Add support for logging max/percentiles of reward to tensorboard in ES (

#375) This patch makes blackbox learner write percentiles of the reward along with the maximum reward to Tensorboard so that there is more exact information on the distribution of the reward per step rather than needing to resort to the distribution/histogram which do not have great support for analyzing numerically within tensorboard.
google · Sep 26, 2024 · dafed47 · dafed47
1 parent 9cc035f
commit dafed47
Showing 1 changed file with 13 additions and 0 deletions.
diff --git a/compiler_opt/es/blackbox_learner.py b/compiler_opt/es/blackbox_learner.py
@@ -35,6 +35,9 @@
 # If less than 40% of requests succeed, skip the step.
 _SKIP_STEP_SUCCESS_RATIO = 0.4
 
+# The percentiles to report as individual values in Tensorboard.

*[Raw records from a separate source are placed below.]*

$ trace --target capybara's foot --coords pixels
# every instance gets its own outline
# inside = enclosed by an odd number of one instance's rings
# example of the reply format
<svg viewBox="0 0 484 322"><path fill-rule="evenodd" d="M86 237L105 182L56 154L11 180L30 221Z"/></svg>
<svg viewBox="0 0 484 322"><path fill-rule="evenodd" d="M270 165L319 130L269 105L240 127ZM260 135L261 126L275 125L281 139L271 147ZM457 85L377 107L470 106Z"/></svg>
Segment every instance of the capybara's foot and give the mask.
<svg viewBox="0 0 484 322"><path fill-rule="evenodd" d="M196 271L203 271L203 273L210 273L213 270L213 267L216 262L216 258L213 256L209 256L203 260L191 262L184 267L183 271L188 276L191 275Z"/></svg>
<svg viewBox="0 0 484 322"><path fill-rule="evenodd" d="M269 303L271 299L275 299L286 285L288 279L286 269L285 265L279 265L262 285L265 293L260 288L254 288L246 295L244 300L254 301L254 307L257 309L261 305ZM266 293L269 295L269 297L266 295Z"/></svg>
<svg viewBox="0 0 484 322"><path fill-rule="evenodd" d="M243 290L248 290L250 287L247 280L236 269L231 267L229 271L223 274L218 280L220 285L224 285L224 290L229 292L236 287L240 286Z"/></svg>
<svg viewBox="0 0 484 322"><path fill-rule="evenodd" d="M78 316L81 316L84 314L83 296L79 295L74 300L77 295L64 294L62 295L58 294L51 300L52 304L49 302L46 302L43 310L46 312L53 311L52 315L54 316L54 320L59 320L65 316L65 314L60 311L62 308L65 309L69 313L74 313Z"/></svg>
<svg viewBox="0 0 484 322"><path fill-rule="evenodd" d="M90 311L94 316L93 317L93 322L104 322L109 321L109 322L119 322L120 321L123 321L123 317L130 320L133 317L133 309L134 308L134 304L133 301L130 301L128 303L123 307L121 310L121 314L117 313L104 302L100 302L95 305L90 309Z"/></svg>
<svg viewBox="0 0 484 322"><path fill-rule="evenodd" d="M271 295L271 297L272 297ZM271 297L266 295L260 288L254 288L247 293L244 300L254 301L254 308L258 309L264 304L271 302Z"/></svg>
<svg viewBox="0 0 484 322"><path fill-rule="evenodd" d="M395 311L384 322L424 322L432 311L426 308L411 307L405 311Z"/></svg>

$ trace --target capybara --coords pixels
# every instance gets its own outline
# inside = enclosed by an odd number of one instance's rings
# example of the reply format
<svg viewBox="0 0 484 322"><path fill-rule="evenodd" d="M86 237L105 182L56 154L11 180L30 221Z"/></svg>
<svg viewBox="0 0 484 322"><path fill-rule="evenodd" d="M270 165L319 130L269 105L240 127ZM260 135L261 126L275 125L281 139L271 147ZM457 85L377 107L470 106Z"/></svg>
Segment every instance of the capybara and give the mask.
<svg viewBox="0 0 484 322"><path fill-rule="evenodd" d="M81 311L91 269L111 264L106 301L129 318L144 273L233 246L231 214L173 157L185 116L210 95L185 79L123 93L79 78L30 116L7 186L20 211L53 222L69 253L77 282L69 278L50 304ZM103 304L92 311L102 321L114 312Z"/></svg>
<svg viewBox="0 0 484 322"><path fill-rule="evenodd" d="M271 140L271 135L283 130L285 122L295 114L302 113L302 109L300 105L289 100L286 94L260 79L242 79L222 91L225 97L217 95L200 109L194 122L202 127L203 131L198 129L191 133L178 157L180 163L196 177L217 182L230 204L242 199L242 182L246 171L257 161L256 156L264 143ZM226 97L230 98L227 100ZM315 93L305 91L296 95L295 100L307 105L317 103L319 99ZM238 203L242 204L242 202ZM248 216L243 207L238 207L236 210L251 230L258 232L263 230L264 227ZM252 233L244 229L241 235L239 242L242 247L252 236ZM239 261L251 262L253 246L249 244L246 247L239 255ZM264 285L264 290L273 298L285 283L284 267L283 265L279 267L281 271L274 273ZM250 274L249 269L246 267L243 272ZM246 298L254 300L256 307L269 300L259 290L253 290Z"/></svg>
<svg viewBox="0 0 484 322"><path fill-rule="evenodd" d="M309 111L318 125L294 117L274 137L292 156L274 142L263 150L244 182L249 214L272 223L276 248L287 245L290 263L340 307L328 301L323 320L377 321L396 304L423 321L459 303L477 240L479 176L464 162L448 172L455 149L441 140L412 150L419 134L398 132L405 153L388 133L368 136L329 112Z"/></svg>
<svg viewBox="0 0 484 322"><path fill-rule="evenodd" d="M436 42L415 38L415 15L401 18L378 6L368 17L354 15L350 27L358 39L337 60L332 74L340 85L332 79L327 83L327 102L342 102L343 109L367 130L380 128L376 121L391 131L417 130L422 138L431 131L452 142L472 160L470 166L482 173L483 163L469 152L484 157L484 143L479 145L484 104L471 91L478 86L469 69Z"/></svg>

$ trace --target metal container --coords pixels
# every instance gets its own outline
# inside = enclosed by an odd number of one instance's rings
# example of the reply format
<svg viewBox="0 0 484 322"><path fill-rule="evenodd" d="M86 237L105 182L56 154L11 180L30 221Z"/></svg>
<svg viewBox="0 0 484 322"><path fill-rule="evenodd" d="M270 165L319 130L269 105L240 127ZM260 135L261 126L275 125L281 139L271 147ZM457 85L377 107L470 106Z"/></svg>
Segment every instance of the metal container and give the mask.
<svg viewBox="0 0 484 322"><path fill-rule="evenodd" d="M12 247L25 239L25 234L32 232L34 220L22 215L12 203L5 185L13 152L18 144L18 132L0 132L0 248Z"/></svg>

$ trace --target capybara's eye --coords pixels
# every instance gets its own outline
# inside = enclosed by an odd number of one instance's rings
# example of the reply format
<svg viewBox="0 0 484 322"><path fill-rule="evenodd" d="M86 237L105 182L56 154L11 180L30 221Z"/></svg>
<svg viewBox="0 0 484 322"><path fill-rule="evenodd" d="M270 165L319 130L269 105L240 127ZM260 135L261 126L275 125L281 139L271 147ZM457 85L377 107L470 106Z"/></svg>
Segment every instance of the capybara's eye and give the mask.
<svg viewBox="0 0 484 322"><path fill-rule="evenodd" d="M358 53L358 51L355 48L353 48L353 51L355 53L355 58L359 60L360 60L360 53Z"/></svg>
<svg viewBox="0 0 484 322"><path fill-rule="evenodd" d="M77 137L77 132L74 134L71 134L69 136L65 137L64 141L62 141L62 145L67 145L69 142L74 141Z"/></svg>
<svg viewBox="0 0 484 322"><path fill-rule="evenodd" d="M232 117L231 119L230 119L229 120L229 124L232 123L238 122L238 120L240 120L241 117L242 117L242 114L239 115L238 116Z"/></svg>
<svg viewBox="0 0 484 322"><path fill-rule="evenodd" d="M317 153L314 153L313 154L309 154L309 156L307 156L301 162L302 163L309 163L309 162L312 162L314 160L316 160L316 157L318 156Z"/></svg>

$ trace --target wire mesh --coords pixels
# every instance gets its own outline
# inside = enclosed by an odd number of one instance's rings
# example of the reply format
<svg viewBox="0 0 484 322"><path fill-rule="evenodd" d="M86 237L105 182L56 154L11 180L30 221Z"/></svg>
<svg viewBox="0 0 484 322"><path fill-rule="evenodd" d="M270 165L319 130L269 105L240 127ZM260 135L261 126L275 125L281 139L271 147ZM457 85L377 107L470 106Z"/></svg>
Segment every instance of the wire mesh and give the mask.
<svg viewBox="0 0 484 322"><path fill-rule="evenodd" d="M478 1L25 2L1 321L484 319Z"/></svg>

+_PERCENTILES_TO_REPORT = [25, 50, 75]
+
 
 @gin.configurable
 @dataclasses.dataclass(frozen=True)
@@ -188,6 +191,16 @@ def _log_tf_summary(self, rewards: List[float]) -> None:
       tf.summary.scalar(
           'reward/average_reward_train', np.mean(rewards), step=self._step)
 
+      tf.summary.scalar(
+          'reward/maximum_reward_train', np.max(rewards), step=self._step)
+
+      for percentile_to_report in _PERCENTILES_TO_REPORT:
+        percentile_value = np.percentile(rewards, percentile_to_report)
+        tf.summary.scalar(
+            f'reward/{percentile_value}_percentile',
+            percentile_value,
+            step=self._step)
+
       tf.summary.histogram('reward/reward_train', rewards, step=self._step)
 
       train_regressions = [reward for reward in rewards if reward < 0]